To run the script from the command line, please refer to 'Running a Job Script automatically when you start matchIT'.
When the script has finished running, the processed DBF file will contain new fields grouping the individual, business and address level matches together. These are structured in the same way as MATCH_REF and SET_DUPS.
If a record matches one or more other records at a specific level, the corresponding …DUPS field will display a figure representing the number of records that the record matched against. If it does not match any records at that level, the field will be empty. E.g. If record A matches records B, C and D at address level, it will contain a number 3 in its ADDR_DUPS field. If it only matches B and C at business level it will contain a number 2 in the COY_DUPS field. If it does not match any of these records at individual level, it will not contain anything in its INDIV_DUPS field.
The …REF fields indicate which records match which. In the above example, records A, B, C and D would have identical ADDR_REF values.
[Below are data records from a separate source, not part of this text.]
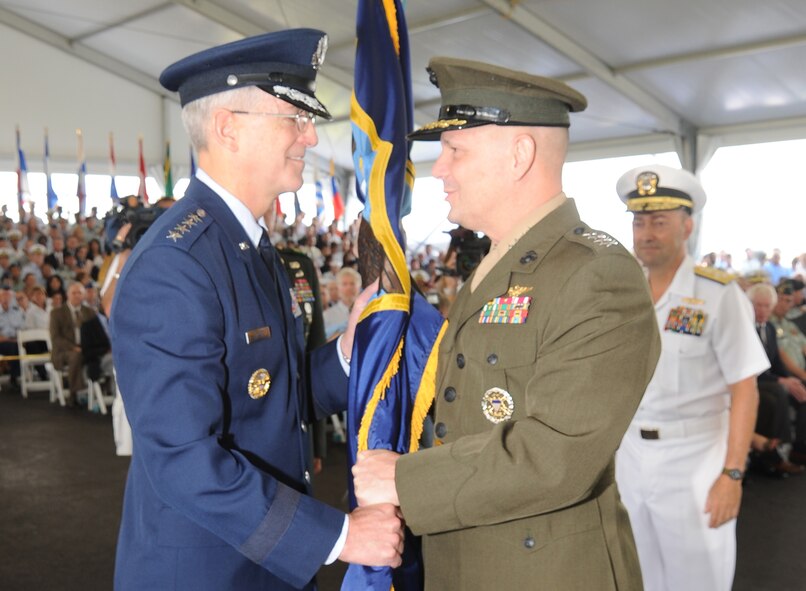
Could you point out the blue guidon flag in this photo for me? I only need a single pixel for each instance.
(393, 366)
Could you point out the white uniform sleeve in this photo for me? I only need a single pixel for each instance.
(738, 349)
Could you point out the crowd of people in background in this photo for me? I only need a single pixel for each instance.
(50, 266)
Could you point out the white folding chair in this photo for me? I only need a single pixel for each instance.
(29, 377)
(95, 393)
(56, 381)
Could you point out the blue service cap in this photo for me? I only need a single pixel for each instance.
(283, 63)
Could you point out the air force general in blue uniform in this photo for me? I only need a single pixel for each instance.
(209, 354)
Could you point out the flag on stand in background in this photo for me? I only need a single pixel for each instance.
(81, 188)
(166, 171)
(141, 192)
(338, 202)
(393, 367)
(320, 199)
(52, 198)
(113, 188)
(192, 163)
(23, 192)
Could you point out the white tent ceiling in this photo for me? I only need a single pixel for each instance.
(686, 75)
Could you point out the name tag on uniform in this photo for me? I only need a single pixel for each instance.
(295, 309)
(303, 290)
(506, 310)
(684, 320)
(257, 334)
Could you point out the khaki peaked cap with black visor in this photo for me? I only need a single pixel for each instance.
(474, 93)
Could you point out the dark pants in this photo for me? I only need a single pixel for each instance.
(773, 412)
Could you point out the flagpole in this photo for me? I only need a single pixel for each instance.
(113, 188)
(21, 177)
(81, 189)
(142, 192)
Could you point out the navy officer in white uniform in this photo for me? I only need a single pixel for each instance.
(681, 462)
(209, 349)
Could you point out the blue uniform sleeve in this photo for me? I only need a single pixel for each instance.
(169, 327)
(328, 380)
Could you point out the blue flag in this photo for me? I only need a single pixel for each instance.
(113, 188)
(51, 194)
(393, 363)
(192, 163)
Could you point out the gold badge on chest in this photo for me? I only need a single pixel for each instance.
(497, 405)
(259, 384)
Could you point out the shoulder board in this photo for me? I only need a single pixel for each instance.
(188, 228)
(717, 275)
(593, 238)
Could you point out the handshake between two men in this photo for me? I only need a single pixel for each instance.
(375, 534)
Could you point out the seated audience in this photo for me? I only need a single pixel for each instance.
(65, 336)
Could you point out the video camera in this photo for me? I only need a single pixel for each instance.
(469, 249)
(130, 211)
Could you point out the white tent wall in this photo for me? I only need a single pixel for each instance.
(45, 87)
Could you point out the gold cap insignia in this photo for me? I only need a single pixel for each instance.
(259, 384)
(497, 405)
(647, 184)
(183, 227)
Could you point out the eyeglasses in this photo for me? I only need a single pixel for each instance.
(302, 120)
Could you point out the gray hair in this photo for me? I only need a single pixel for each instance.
(196, 115)
(762, 288)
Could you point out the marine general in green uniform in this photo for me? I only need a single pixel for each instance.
(549, 348)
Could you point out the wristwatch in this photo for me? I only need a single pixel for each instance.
(733, 473)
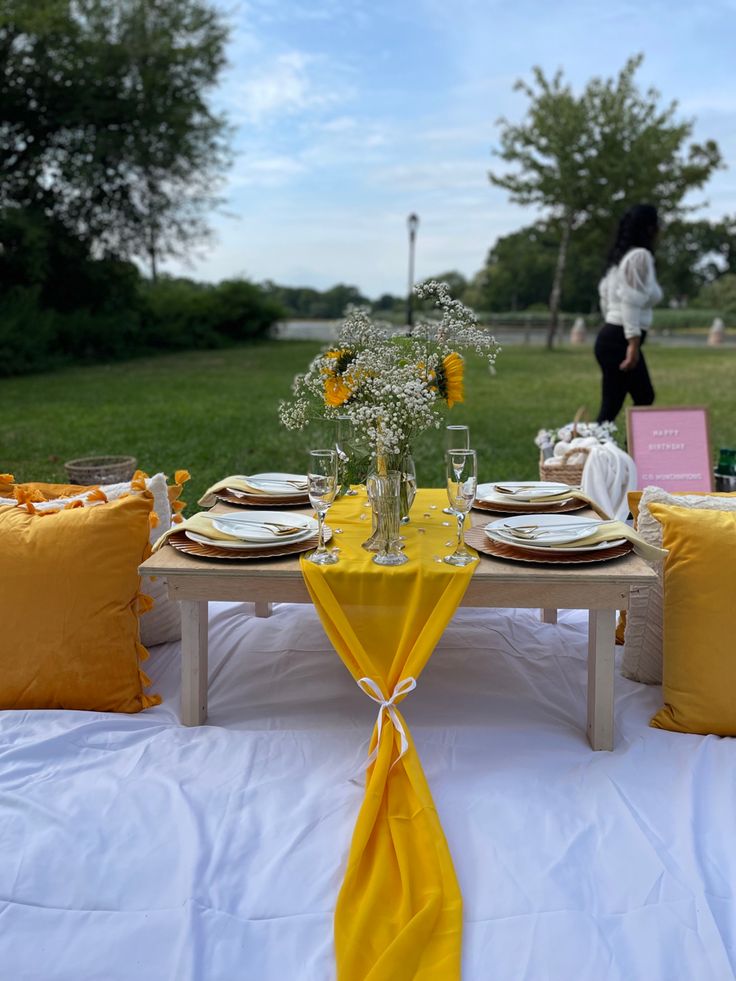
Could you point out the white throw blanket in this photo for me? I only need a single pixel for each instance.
(609, 474)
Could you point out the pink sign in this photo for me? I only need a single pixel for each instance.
(671, 448)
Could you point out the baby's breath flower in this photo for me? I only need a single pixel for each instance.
(391, 386)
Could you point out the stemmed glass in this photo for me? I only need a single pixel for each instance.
(462, 481)
(456, 438)
(322, 486)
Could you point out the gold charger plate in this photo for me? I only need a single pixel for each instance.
(262, 500)
(572, 504)
(482, 543)
(181, 543)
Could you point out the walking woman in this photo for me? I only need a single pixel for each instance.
(628, 291)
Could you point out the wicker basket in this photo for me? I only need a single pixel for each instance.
(101, 469)
(564, 473)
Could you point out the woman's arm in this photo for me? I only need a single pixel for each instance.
(639, 291)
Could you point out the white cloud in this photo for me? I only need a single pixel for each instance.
(265, 171)
(283, 87)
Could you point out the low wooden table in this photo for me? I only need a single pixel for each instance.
(601, 588)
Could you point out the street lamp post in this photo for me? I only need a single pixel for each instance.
(412, 223)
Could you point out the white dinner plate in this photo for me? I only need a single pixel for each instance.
(555, 537)
(535, 492)
(258, 537)
(277, 483)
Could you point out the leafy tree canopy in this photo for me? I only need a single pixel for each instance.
(583, 159)
(105, 127)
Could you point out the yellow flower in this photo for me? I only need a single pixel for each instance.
(336, 391)
(451, 379)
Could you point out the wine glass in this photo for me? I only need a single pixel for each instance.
(456, 438)
(462, 481)
(322, 487)
(345, 446)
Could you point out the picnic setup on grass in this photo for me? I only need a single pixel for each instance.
(521, 775)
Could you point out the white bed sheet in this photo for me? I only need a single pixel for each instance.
(134, 848)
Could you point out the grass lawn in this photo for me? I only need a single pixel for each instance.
(214, 412)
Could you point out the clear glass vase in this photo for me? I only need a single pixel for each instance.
(403, 463)
(384, 495)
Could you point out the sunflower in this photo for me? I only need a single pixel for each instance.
(337, 392)
(450, 379)
(339, 385)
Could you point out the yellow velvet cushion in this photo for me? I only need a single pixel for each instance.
(69, 605)
(699, 669)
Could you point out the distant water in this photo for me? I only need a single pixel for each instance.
(307, 330)
(327, 330)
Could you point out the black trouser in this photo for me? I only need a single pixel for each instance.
(610, 351)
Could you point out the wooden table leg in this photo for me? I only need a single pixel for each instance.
(193, 662)
(601, 657)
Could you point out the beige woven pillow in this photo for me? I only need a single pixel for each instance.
(642, 660)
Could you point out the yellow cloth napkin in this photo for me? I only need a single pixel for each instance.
(399, 912)
(235, 483)
(577, 494)
(200, 524)
(617, 529)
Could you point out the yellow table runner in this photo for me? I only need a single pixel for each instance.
(399, 912)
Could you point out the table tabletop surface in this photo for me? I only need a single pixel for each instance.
(628, 570)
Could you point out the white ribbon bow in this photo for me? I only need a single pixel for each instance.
(371, 689)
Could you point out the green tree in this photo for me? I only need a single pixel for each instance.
(719, 295)
(105, 127)
(584, 159)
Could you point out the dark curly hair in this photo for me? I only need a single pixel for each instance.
(637, 229)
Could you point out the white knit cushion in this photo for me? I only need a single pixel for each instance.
(642, 660)
(163, 622)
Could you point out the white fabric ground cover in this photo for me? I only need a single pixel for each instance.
(134, 848)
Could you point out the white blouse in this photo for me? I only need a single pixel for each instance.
(628, 292)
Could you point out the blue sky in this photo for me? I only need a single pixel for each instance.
(350, 115)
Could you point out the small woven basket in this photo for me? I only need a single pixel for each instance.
(100, 469)
(564, 473)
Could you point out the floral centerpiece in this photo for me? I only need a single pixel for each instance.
(391, 386)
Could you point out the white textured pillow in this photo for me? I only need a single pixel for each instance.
(642, 660)
(163, 621)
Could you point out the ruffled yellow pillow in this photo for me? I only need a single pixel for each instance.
(69, 603)
(699, 665)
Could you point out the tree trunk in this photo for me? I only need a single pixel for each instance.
(554, 297)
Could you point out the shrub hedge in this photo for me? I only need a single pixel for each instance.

A, B and C would have identical COY_REF values (record A would have its COY_REF field populated with its UNIQUE_REF value) and all of these records would have different INDIV_REF values (all identical to their UNIQUE_REF values).
The image below illustrates this example:
Further Processing
Upon completion of the Multi–Level Matching script, the processed data can either be exported manually using mDesktop’s standard Output functions or it can be exported using another job script, which will need to incorporate the program 'OUTPUT.PRG'.
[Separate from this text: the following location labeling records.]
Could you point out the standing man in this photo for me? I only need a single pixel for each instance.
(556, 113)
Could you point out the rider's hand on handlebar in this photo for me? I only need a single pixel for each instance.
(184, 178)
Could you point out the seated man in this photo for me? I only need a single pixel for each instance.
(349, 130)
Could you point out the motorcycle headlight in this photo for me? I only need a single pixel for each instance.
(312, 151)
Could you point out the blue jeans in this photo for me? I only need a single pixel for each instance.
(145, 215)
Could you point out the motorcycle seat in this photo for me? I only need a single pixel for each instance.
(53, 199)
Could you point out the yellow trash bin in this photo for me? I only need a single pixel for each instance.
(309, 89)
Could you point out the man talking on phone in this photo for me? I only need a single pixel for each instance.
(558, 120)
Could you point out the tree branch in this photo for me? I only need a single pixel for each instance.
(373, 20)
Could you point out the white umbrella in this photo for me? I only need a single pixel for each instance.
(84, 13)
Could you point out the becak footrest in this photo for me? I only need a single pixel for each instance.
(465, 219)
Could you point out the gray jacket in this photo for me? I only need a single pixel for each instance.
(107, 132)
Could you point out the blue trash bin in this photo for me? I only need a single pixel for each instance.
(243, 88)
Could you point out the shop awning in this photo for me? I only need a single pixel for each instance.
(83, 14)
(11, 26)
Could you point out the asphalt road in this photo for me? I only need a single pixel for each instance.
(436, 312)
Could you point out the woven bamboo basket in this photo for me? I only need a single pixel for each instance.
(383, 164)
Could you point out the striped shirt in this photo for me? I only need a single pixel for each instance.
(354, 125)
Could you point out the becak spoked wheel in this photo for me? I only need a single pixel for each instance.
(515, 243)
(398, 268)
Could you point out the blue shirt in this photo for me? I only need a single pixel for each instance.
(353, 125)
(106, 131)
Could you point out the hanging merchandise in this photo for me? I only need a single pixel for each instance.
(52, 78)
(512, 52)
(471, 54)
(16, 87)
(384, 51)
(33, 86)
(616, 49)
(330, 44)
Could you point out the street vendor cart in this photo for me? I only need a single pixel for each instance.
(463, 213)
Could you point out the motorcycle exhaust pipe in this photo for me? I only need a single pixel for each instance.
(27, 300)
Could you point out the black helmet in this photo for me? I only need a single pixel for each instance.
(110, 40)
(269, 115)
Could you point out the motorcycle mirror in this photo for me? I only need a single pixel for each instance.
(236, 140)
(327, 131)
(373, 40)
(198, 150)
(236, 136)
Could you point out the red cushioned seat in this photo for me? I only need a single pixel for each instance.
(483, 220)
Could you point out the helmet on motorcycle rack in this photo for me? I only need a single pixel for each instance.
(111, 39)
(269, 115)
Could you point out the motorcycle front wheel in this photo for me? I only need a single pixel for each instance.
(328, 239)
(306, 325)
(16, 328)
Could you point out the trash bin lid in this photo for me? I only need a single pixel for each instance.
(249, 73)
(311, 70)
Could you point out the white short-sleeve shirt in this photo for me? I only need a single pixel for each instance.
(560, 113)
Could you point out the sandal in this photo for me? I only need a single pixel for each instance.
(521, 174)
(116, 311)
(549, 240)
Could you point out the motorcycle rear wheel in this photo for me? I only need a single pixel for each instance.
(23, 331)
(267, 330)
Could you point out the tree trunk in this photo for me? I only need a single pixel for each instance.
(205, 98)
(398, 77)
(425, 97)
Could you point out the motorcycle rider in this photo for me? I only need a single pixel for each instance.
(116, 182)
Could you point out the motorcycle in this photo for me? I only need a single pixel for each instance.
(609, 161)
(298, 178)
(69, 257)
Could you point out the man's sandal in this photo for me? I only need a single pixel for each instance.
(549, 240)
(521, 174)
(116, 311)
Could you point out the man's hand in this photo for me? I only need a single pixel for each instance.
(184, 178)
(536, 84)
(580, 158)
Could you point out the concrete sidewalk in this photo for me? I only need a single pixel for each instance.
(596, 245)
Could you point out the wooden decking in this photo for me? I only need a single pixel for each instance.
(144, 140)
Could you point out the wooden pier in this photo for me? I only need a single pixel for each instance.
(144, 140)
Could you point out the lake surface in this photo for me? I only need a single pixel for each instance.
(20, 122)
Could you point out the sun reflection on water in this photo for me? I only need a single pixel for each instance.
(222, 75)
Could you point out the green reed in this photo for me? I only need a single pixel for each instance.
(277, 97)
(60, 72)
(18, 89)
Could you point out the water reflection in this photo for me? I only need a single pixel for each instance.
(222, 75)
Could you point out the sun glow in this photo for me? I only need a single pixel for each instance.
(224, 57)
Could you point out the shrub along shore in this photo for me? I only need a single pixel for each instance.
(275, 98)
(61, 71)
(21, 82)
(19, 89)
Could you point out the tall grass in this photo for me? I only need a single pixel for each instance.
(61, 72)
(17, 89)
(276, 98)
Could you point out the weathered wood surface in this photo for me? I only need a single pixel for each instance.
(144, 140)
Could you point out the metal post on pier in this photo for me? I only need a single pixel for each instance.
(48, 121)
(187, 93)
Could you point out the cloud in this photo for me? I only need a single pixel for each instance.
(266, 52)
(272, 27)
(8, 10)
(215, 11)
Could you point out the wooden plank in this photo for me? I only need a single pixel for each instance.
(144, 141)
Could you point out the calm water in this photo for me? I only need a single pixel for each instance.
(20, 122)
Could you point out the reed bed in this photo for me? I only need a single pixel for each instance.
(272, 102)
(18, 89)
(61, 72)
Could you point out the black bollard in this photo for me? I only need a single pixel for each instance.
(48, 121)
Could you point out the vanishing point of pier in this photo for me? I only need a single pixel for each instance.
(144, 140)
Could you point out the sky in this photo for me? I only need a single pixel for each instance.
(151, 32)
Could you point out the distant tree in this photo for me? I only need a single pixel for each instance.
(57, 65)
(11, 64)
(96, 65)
To manually export the data when the script finishes; return to mDesktop’s main menu. Make sure that the processed table is open in mDesktop, then select Output>Output To File.
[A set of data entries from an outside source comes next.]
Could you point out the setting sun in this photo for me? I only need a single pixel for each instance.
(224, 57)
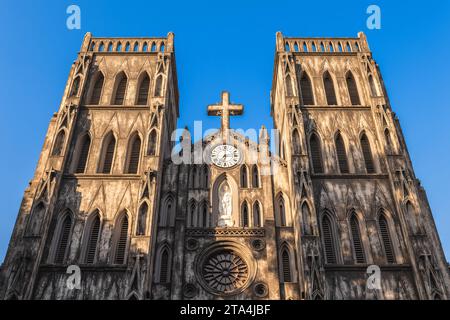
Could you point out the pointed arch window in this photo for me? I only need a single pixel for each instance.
(307, 219)
(122, 240)
(134, 153)
(158, 86)
(329, 89)
(36, 219)
(281, 211)
(204, 215)
(307, 90)
(352, 89)
(121, 88)
(63, 239)
(358, 247)
(97, 89)
(143, 90)
(142, 219)
(152, 143)
(289, 87)
(245, 218)
(244, 176)
(255, 176)
(92, 239)
(341, 154)
(316, 153)
(367, 154)
(164, 266)
(386, 239)
(257, 215)
(59, 143)
(286, 265)
(75, 87)
(387, 137)
(107, 155)
(84, 154)
(296, 142)
(373, 87)
(328, 240)
(192, 219)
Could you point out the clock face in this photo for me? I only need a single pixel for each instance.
(225, 156)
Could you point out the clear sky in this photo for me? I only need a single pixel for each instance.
(224, 45)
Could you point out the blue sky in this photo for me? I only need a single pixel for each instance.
(225, 45)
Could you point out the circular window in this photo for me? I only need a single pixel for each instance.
(225, 269)
(260, 290)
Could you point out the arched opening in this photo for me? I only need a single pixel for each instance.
(367, 154)
(307, 90)
(107, 154)
(83, 154)
(341, 154)
(316, 153)
(120, 89)
(330, 93)
(134, 153)
(121, 239)
(352, 89)
(142, 219)
(358, 248)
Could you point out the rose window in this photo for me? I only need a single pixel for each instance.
(224, 271)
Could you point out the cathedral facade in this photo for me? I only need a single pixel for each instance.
(327, 208)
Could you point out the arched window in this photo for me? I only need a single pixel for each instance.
(122, 239)
(164, 266)
(192, 219)
(329, 89)
(204, 215)
(62, 244)
(367, 154)
(36, 219)
(387, 137)
(373, 88)
(282, 211)
(167, 212)
(255, 176)
(316, 153)
(107, 155)
(93, 233)
(341, 154)
(134, 153)
(257, 215)
(289, 87)
(296, 142)
(142, 219)
(97, 89)
(121, 87)
(286, 265)
(245, 219)
(83, 155)
(328, 240)
(306, 88)
(307, 223)
(158, 86)
(75, 87)
(352, 89)
(358, 247)
(244, 176)
(59, 143)
(143, 90)
(205, 177)
(386, 239)
(151, 151)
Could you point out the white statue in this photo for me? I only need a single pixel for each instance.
(225, 206)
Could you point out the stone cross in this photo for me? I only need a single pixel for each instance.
(225, 110)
To automatically export the processed data using a job script, the additional job script will need to be set up before running the Multi–Level Matching script. The user will need to point to 'OUTPUT.PRG' from within the script and need to edit it to ensure that the correct output format, fields and destination(s) are specified. After setting the Output script up, open the Multi–Level Matching script in the Job Editor and tick the 'Run Another Job After This One' box, in the bottom right–hand corner of the screen. When prompted, select the Output script. Now, when the Multi–Level Matching script finishes the Output script will automatically run.
Adding A Custom Weight
If custom weights need to be added, the "3 ADD IND WEIGHT.PRG" program will need editing. The code required to add a custom weight is already used in the program to add a weight on Individual Name. Therefore, this existing code can be copied and pasted, and then edited to look at the field in which the weight is to be added.
An example of the code required, if a weight on Email were to be added is as follows:
SELECT WEIGHTS
GO TOP
REPLACE EMAIL WITH 60
SKIP 1
REPLACE EMAIL NAME WITH 40
SKIP 1
REPLACE EMAIL NAME WITH 25
SKIP 1
REPLACE EMAIL NAME WITH 15
SKIP 1
REPLACE EMAIL NAME WITH 25
SKIP 1
REPLACE EMAIL NAME WITH 0
SKIP 1
REPLACE EMAIL NAME WITH 1
SKIP 1
This code should be inserted between the following existing lines of code:
#ENDIF
DO UseTable WITH "PARAMS", "P", "", 1
Adjusting the Minimum Score to Report
To adjust the minimum score to report, from within the Job Editor screen double-click on the 'Options' cell of row 6 (where the 'Match Keys' cell is set to 'Change'), then when prompted; set the 'Setup Option' drop-down to 'Change' and click on 'Continue'. The main options for this row will now be displayed.
From within the 'Matching' tab of the options, set the 'Minimum Score to Report' setting to the desired score. Please note; this is set to 50 by default, to ensure that the Address level matches are found as well as the business and individual level matches.